Fortescue founder toys with reverse greenwashing

Andrew Forrest, Australian billionaire and founder of Fortescue. (Credit: Fortescue Metals Group)

To lose one key member of a team in a week may be regarded as a misfortune; to lose two, though, as playwright Oscar Wilde might put it, looks like carelessness. Fortescue Metals has gone one further.

First the $43 billion iron ore miner’s CEO, Fiona Hick, left abruptly on Sunday, barely six months after joining.

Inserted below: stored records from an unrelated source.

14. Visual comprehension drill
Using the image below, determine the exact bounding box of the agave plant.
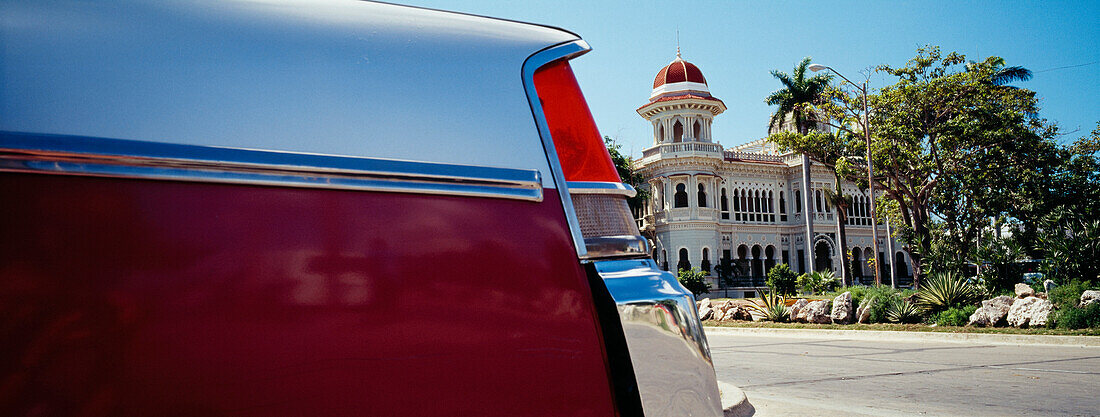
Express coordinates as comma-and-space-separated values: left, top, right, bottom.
916, 272, 981, 311
748, 292, 791, 322
886, 298, 921, 323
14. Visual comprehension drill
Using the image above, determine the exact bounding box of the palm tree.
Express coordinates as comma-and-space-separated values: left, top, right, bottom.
825, 182, 853, 286
765, 56, 833, 134
765, 56, 833, 277
966, 56, 1032, 88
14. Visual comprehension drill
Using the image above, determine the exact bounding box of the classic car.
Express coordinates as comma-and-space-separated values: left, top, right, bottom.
0, 0, 722, 416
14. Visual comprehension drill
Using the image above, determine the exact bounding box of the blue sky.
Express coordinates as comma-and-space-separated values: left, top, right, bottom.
409, 0, 1100, 155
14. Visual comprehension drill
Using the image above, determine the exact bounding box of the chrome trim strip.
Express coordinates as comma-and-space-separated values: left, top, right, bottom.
569, 182, 638, 198
0, 132, 542, 201
521, 40, 592, 257
593, 259, 723, 417
584, 235, 649, 260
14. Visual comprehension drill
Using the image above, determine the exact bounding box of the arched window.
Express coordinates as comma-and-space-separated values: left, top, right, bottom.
851, 248, 864, 279
814, 240, 833, 271
673, 183, 688, 208
741, 189, 752, 221
752, 190, 763, 221
677, 248, 691, 271
779, 191, 787, 221
763, 244, 776, 276
752, 244, 763, 281
734, 188, 741, 221
894, 252, 911, 282
718, 188, 729, 220
768, 191, 776, 222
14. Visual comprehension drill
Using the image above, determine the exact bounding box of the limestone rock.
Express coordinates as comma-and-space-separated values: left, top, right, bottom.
788, 298, 810, 322
967, 295, 1014, 326
699, 306, 714, 320
1027, 298, 1054, 327
1008, 297, 1042, 327
798, 299, 833, 325
1016, 283, 1035, 298
722, 305, 752, 321
1043, 279, 1058, 293
1080, 289, 1100, 307
856, 298, 873, 323
829, 292, 855, 325
714, 299, 734, 317
699, 298, 714, 311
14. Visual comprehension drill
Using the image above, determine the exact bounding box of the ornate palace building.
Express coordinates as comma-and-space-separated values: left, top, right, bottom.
636, 53, 912, 297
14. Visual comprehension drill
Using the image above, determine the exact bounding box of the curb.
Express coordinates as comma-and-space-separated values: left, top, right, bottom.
718, 381, 749, 417
703, 326, 1100, 347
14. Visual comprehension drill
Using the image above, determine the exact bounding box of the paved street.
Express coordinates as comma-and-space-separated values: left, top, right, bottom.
707, 331, 1100, 417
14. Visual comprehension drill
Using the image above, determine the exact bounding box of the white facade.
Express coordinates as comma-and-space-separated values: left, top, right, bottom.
636, 58, 912, 297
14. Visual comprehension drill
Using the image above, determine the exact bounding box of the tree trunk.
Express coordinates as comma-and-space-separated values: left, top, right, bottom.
909, 205, 932, 288
833, 174, 851, 286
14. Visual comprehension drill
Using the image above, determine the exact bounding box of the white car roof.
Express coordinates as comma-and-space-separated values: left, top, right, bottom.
0, 0, 578, 187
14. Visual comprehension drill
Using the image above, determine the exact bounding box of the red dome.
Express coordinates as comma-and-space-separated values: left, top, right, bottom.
653, 54, 706, 88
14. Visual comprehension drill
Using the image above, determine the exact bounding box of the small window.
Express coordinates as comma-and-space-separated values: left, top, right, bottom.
673, 184, 688, 208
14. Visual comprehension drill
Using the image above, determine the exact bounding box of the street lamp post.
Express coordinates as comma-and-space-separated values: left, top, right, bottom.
809, 64, 882, 284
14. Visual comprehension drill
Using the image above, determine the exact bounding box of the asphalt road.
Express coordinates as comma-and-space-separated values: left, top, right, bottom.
707, 333, 1100, 417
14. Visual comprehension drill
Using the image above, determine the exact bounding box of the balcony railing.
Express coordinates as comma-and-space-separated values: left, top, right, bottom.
725, 151, 784, 163
641, 142, 723, 160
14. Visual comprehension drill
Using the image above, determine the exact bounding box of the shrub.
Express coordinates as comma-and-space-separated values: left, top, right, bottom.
765, 264, 798, 296
916, 272, 981, 312
749, 293, 791, 322
1054, 303, 1100, 329
677, 267, 711, 296
799, 271, 840, 294
864, 285, 901, 322
1046, 281, 1089, 309
932, 306, 978, 326
886, 297, 921, 323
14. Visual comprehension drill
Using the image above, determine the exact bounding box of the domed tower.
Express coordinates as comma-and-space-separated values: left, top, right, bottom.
638, 51, 726, 145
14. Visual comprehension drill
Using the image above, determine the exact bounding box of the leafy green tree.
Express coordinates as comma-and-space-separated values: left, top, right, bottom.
975, 232, 1024, 294
604, 136, 649, 212
799, 271, 839, 295
869, 47, 1054, 286
677, 267, 711, 297
765, 264, 799, 296
765, 56, 832, 134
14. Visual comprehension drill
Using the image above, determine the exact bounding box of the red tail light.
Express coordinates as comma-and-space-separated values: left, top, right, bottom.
535, 61, 647, 257
535, 61, 620, 183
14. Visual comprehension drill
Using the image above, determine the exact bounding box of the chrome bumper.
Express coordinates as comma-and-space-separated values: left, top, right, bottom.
595, 259, 722, 416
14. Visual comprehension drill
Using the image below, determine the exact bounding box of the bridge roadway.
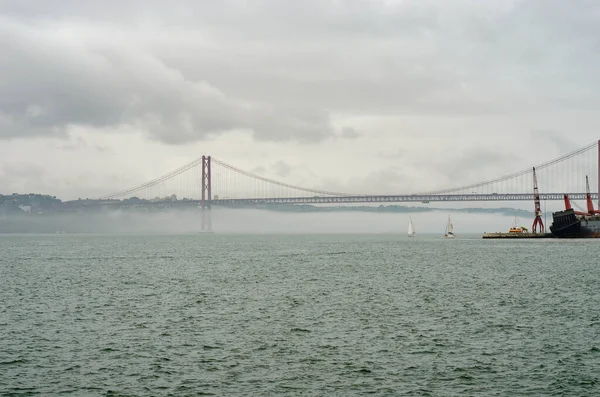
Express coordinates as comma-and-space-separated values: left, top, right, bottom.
211, 193, 598, 206
65, 193, 598, 209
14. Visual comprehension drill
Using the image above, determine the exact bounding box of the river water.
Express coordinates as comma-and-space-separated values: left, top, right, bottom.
0, 234, 600, 396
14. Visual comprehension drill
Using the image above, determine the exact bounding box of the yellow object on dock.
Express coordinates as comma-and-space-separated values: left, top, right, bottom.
483, 229, 554, 239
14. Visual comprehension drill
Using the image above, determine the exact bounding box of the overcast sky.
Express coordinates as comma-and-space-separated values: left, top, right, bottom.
0, 0, 600, 199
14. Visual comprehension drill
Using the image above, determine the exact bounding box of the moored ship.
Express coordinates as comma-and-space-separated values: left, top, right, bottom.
550, 208, 600, 238
550, 177, 600, 238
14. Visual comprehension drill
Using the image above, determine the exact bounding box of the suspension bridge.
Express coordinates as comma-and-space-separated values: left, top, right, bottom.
68, 141, 600, 229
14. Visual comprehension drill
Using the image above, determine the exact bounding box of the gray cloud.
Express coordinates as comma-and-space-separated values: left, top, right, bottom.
0, 0, 600, 144
0, 0, 600, 195
0, 15, 332, 144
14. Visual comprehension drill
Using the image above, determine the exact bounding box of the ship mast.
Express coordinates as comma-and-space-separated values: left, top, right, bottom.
531, 167, 544, 233
585, 175, 600, 215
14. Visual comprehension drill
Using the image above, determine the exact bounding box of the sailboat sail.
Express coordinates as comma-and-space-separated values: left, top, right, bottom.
445, 215, 454, 237
408, 218, 415, 237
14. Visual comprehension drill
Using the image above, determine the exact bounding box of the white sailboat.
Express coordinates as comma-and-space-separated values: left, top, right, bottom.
444, 215, 456, 238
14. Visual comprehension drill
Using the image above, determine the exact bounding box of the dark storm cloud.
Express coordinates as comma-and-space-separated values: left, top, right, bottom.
0, 0, 600, 144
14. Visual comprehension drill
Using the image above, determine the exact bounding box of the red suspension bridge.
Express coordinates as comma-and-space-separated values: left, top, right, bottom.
68, 141, 600, 230
99, 141, 600, 209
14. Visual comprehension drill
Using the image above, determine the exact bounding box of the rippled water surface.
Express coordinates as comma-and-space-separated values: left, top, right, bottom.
0, 235, 600, 396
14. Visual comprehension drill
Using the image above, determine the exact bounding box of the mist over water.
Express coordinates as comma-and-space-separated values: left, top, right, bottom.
0, 208, 531, 234
0, 234, 600, 397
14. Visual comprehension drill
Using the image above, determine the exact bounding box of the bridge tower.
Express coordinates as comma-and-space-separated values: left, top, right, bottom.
201, 156, 212, 231
531, 167, 544, 233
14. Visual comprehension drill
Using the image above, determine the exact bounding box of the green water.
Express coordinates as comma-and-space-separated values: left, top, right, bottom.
0, 234, 600, 396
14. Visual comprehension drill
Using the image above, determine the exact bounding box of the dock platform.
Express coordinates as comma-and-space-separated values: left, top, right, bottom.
483, 233, 554, 239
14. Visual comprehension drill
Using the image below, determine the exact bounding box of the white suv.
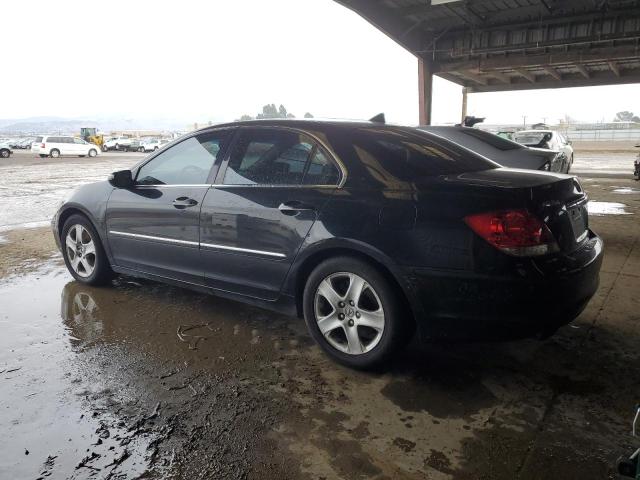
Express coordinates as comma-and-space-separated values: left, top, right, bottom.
31, 135, 100, 158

Then on Thursday finance chief Christine Morris departed, followed on Friday by news that former Reserve Bank of Australia Deputy Governor Guy Debelle had vacated his seat on the board of Fortescue’s renewable energy unit.

The turmoil at the top is leading to volatility: shareholders sold the shares down 5%. But in trying to shrug off the mounting exodus, founder and executive chair Andrew Forrest, also known as Twiggy, introduces a new risk: reverse greenwashing.

Usually, climate change virtue-signalling involves a company and its executives setting targets their policies won’t meet, or launching products that don’t achieve the claimed environmental outcomes. Forrest is turning that on its head. The tycoon on Wednesday claimed the “only reason” people would leave the company he leads was if they didn’t agree with his plan to cut greenhouse gas emissions to zero.

Granted, he’s pushing hard to get there, setting an ambitious target of real zero emissions in its iron ore operations by 2030 – meaning no buying of offsets as is implied in net zero targets, which he derides as a “Faustian bargain” and a “sham”.

He is also making a big push to develop green hydrogen and for the past couple of years diverted 10% of all mining profit to fund Fortescue Future Industries, the renewables startup where Debelle was a director. And he’s very vocal about his stance. His comments about Hick’s departure came after he delivered a speech about the danger to humanity of climate change-induced lethal humidity.

His approach to the energy transition is forcing a lot of change on the company in short order. That’s disruptive and perhaps accounts for some churn in the ranks over the past three years. Both Hick and Morris, though, were hired after these new strategies were put in place and after a long search – around a year in Hick’s case. That process surely would have involved rigorous discussions to ensure they were on board with Forrest’s goals and methods.

To part with so many hired hands so quickly suggests there was a difference of opinion over how, not whether, to hit those targets. That makes his absolutist twist to climate spin as unhelpful as the more traditional form of greenwashing.

(The opinions expressed here are those of the author,  Antony Currie, a columnist for Reuters.)